Gyro City’s logo is a perfect representation of Penny’s goal, as the words “Gyro City” are surrounded by famous Boston monuments including the bridge, the Citgo sign, the Prudential Center, and the John Hancock building.
Christopher and her husband, Jimmy, are both Greek. Christopher explained that she immigrated from Greece in 1972, and met her husband in America. They got married and started in the restaurant business soon after. The couple has two children, Paul, who runs the Gyro City location near Fenway, and Angela Christopher Guarracino, BC ’08. They opened up the original Fenway location because of the growing Boston demand for Mediterranean cuisine, plus it was a perfect spot central to a number Boston colleges.
Although the Brighton location just opened, Penny and Jimmy Christopher are no strangers to the restaurant world.They started in the restaurant business in 1978, opening Brother’s Deli on the North Shore. In 2006, they opened a restaurant by the name of Brothers Kouzina.
Although both restaurants served Greek fare, the gyro was missing from the menu, but after a trip Greece, the Christophers decided to incorporate the classic Greek dish into their restaurants. Unsurprisingly, it was a success.
The Christophers then opened up the first Gyro City near Fenway, and customers flocked to the shop. Within six months of opening, Phantom Gourmet, a staple of the Boston food media scene, came. As soon as people bit into the gyros, they were amazed.
The Christophers make everything from scratch in the kitchens of their restaurants, with only the best of ingredients. Christopher’s husband is a chef, and he arrives early every morning to prepare the day’s food.
“You cannot get better than that because it is homemade,” Christopher said.
The chefs slice, stack, and marinate the gyro meat, a very authentic process that shines in comparison to the typical American gyro-making process: using meat that has previously been frozen.
“I know that we are doing the right thing when companies attempt to sell us the frozen product, but we continue to produce our gyros authentically,” Christopher said.

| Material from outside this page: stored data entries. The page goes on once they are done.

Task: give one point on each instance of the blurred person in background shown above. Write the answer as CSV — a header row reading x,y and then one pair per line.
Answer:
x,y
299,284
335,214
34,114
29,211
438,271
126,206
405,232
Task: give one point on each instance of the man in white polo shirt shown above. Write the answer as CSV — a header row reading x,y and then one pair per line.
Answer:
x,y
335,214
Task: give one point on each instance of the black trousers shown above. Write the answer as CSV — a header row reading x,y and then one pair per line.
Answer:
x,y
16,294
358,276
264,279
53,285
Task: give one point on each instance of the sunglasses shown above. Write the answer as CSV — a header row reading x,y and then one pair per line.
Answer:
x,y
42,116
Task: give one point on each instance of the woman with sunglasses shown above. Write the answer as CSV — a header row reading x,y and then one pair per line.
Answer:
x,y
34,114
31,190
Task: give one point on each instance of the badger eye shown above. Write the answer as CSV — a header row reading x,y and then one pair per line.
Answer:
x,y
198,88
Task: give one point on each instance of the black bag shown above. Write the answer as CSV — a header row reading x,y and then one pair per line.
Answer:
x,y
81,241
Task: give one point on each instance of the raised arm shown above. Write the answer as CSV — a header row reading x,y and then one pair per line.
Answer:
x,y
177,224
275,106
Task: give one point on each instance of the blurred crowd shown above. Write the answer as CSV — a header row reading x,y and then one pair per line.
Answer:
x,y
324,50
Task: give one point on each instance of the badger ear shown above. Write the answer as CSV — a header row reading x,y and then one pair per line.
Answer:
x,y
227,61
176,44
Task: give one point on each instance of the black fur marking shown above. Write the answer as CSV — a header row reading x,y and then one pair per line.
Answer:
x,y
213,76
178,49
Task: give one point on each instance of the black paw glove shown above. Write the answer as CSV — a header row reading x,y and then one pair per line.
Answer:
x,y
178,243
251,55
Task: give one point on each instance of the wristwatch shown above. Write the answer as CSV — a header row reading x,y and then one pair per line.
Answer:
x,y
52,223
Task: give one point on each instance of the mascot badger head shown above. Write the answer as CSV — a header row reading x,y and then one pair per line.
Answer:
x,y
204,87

But even with a superior product, the process of opening a restaurant is no easy task. When Christopher and her husband set to the task of opening the Brighton location, it was just four bare walls. They had to bring in a decorative flair, which Christopher added she especially likes doing, and they had to obtain a liquor license for the beer and wine that are imported from Greece. Gyro City also sells other Greek beverages including EPSA, a tasty Greek soda, coming in a variety of flavors from lemonade to cherry.
The menu consist of many delicious Greek staples including hearty lentil soup, grape leaves stuffed to the brim, flakey baklava, and a variety of other tasty options. Gyro City also offers many vegetarian options including crispy falafels, spinach pies, and eggplant salads.
Gyro City’s customer base consists of two main groups in the Brighton area. One of these two groups is the student body at Boston College. Christopher said that she gives a 10 percent discount to BC students, and she sometimes caters to events at BC. Recently, that included an event sponsored by BC’s Hellenic Society. The second major group are Greek families in the neighborhood. In the future, Christopher hopes to continue franchising Gyro City, wishing to expose the multitude to authentic Greek food. Within the next few years, she is hoping to pick up a few more locations.
“When Greek families come to eat, they always comment that they feel like they are back in Greece, since the food is so authentic,” Penny said.
The gyros, which Christopher pointed out, are typically not pronounced correctly by adding an anecdote about a Jimmy Fallon skit, are superb. The sandwiches are wrapped in a warm piece of pita bread, garnished with red onion, chopped tomatoes, parsley, a tangy tzatziki sauce, a smoky pork. An unexpected element in the sandwich? Crispy french fries tucked just atop the pile of meat.
As the menu reads: “Many have attempted but we have perfected – the Gyro.”